Scientific Games Corporation and DEQ Systems Corp. announced that they've entered right into a definitive agreement under which Scientific Games will acquire all of DEQ's issued and outstanding common shares for a cash payment of CAD$0.38 per share.
The transaction is anticipated to near within the fourth quarter of 2016 or the primary quarter of 2017, subject to approval by DEQ's shareholders, receipt of gaming approvals in certain jurisdictions, and other customary closing conditions. DEQ generated revenue of CAD$9.5 million with gross profit of CAD$8.1 million on a trailing 12-month basis for the period ended May 31, 2016.
Scientific Games Senior Vp - Table & Utility Products Roger Snow said, "The DEQ team has grown an improbable business excited by providing revenue-generating and entertaining solutions for casino operators all over the world. Their established and high-performing library of table games, table progressives, and random bonusing systems will enhance our offerings, add to our recurring revenue base, and supply much more ways for casinos to interact players through Scientific Games' extensive end-to-end casino portfolio of gaming machines, casino systems, table products, and interactive solutions.
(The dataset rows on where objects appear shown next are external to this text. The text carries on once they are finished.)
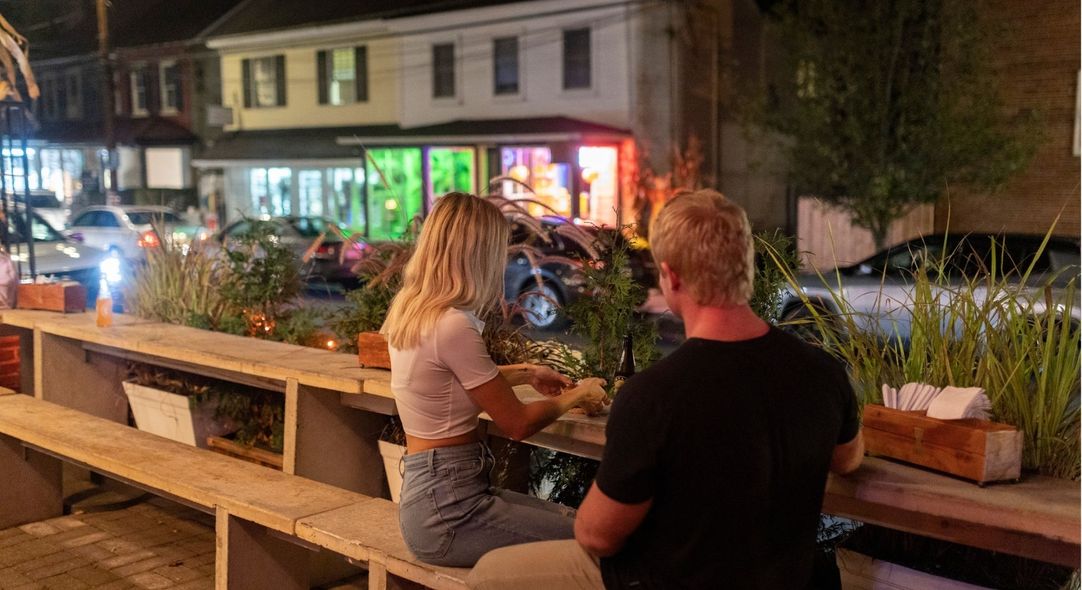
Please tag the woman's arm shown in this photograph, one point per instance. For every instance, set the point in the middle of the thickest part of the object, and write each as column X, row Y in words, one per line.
column 518, row 420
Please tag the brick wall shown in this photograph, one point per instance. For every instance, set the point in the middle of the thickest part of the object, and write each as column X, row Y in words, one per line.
column 1038, row 59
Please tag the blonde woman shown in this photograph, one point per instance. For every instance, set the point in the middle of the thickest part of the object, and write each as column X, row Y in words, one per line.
column 443, row 377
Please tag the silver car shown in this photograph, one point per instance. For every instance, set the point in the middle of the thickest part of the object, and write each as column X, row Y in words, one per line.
column 879, row 291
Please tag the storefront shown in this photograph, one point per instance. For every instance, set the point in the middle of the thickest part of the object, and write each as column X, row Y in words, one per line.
column 378, row 180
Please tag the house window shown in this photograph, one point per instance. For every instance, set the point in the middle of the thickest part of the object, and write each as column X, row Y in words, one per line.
column 264, row 81
column 74, row 91
column 169, row 79
column 443, row 70
column 140, row 97
column 505, row 65
column 343, row 76
column 577, row 63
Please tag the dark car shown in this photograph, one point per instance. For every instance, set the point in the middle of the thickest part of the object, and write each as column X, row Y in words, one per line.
column 881, row 287
column 555, row 282
column 328, row 263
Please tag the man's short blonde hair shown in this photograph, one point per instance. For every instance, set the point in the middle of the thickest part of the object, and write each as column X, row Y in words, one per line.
column 707, row 239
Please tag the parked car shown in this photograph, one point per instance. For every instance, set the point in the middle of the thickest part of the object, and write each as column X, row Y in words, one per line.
column 47, row 206
column 130, row 230
column 880, row 288
column 328, row 263
column 559, row 284
column 63, row 259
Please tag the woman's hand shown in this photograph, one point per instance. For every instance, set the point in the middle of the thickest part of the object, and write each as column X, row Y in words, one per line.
column 548, row 381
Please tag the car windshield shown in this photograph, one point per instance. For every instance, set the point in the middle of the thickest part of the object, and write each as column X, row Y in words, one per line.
column 40, row 230
column 148, row 218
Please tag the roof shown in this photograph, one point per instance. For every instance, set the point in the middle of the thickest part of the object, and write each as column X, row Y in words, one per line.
column 60, row 28
column 145, row 131
column 266, row 15
column 345, row 142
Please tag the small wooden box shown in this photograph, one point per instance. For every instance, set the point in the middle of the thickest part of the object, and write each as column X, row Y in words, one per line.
column 64, row 297
column 372, row 351
column 975, row 449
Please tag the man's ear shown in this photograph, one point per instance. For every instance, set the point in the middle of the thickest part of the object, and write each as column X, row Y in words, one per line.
column 674, row 280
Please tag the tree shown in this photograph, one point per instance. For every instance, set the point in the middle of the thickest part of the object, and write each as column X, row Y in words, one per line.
column 889, row 103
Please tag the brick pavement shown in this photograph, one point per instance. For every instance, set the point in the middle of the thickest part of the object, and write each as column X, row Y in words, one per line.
column 155, row 545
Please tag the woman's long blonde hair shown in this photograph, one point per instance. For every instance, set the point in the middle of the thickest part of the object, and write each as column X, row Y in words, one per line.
column 459, row 262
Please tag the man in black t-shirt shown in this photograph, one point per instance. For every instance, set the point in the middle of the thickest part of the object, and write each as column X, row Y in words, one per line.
column 716, row 457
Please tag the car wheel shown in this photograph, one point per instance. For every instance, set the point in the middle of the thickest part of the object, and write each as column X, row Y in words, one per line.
column 540, row 305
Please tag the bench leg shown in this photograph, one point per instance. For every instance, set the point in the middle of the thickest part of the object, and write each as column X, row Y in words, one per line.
column 248, row 558
column 31, row 488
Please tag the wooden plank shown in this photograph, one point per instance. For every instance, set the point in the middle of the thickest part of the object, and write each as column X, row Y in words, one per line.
column 31, row 487
column 1038, row 518
column 369, row 532
column 253, row 493
column 247, row 558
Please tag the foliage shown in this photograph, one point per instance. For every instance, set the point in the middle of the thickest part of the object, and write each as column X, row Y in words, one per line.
column 889, row 103
column 179, row 288
column 992, row 330
column 561, row 477
column 607, row 312
column 776, row 256
column 259, row 415
column 263, row 273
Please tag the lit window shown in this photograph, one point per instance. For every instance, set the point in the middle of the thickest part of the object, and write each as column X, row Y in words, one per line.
column 577, row 59
column 505, row 65
column 443, row 70
column 171, row 90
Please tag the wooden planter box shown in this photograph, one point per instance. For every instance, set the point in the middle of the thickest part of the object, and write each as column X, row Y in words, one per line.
column 252, row 455
column 974, row 449
column 372, row 351
column 64, row 297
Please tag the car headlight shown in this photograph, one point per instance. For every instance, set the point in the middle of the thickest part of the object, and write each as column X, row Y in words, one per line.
column 110, row 269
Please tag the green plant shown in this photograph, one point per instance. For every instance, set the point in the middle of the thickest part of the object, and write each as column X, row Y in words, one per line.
column 776, row 258
column 180, row 288
column 886, row 104
column 263, row 276
column 992, row 330
column 606, row 312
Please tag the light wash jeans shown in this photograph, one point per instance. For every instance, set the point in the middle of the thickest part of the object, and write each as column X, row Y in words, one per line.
column 451, row 515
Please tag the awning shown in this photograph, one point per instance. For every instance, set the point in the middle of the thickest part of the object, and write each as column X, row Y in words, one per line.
column 343, row 144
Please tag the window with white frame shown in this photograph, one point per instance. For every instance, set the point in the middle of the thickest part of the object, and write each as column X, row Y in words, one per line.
column 443, row 70
column 343, row 76
column 505, row 65
column 264, row 81
column 170, row 89
column 73, row 87
column 140, row 92
column 578, row 66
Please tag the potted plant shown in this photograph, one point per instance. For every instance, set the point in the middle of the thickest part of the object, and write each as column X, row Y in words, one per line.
column 167, row 404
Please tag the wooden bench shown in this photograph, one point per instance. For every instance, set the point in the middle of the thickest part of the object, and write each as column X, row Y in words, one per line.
column 271, row 526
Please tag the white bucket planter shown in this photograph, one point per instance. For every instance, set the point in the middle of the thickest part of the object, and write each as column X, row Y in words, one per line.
column 392, row 456
column 173, row 416
column 859, row 572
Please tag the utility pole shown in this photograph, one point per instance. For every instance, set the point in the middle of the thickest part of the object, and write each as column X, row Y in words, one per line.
column 109, row 96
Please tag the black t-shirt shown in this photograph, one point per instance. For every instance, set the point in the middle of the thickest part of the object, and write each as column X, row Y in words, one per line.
column 733, row 442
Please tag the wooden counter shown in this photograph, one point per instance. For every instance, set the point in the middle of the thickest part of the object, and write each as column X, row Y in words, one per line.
column 79, row 365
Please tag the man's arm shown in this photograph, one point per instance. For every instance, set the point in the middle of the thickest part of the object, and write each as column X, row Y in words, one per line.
column 603, row 524
column 847, row 457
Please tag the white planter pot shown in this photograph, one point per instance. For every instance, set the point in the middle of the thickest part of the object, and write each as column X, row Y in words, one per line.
column 392, row 457
column 174, row 417
column 859, row 572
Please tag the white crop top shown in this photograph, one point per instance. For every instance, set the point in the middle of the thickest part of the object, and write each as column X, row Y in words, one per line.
column 430, row 381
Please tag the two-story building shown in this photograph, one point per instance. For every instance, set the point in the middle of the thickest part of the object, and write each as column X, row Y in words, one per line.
column 163, row 76
column 366, row 114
We're especially eager about DEQ's EZ Baccarat®, the world's leading baccarat brand with nearly 800 table games in 150 casinos worldwide."
Scientific Games, already a pace-setter through its successful and proven Shuffle Master brand, now adds depth and breadth to its portfolio with the purchase of DEQ Systems' table games and table game progressives, including its suite of table progressives which give a recurring revenue stream.
DEQ Systems President and Chief Executive Officer Joseph Bertolone said, "We believe that it is a excellent transaction for our company. We glance forward to working closely with the Scientific Games team to make sure a smooth transition and continued innovation for gaming operators and their players world wide. I'M incredibly happy with all of the team at DEQ for all that we've got achieved."
Transaction Details
The acquisition of the shares of DEQ may be completed by a court approved plan of arrangement under the Canada Business Corporations Act (the "Arrangement") and can require the approval of 66 2/3 percent of the votes cast by DEQ shareholders at a different meeting of shareholders of DEQ expected to be held in late October or early November.
All of the administrators and executive officers of DEQ have entered into support agreements pursuant to which they have got agreed to vote in favor of the Arrangement.
In addition to the requisite shareholder and court approvals, completion of the Arrangement might be subject to certain regulatory approvals, including that of the TSX Venture Exchange and the satisfaction of certain other closing conditions customary for a transaction of this nature.
The Agreement contains customary representations and warranties of every party and interim operations covenants by DEQ. The Agreement includes customary deal protections, including a covenant of DEQ to not solicit other acquisition proposals and a right to check provision in favor of Scientific Games.
Recommendation of the DEQ Board of Directors
DEQ formed a unique committee of independent directors to conduct an exhaustive process to spot and evaluate a number of potential strategic alternatives to improve shareholder value and act within the best interests of DEQ as a complete. In line with the advice of the special committee, DEQ's Board of Directors unanimously approved the transaction and can recommend that its shareholders vote in favor of the transaction. The DEQ Board has determined that the Arrangement is within the best interests of DEQ in accordance with a variety of factors, including a fairness opinion received from Union Gaming Securities, LLC.
Information Circular and DEQ Shareholders Meeting
A management proxy circular for the DEQ special meeting of shareholders is predicted to be mailed to DEQ's shareholders in late September or early October, providing shareholders with important details about the transaction. Details of the transaction, in addition to the explanation for the support of the transaction by DEQ's Board of Directors and a duplicate of the Fairness Opinion, could be set out within the proxy circular.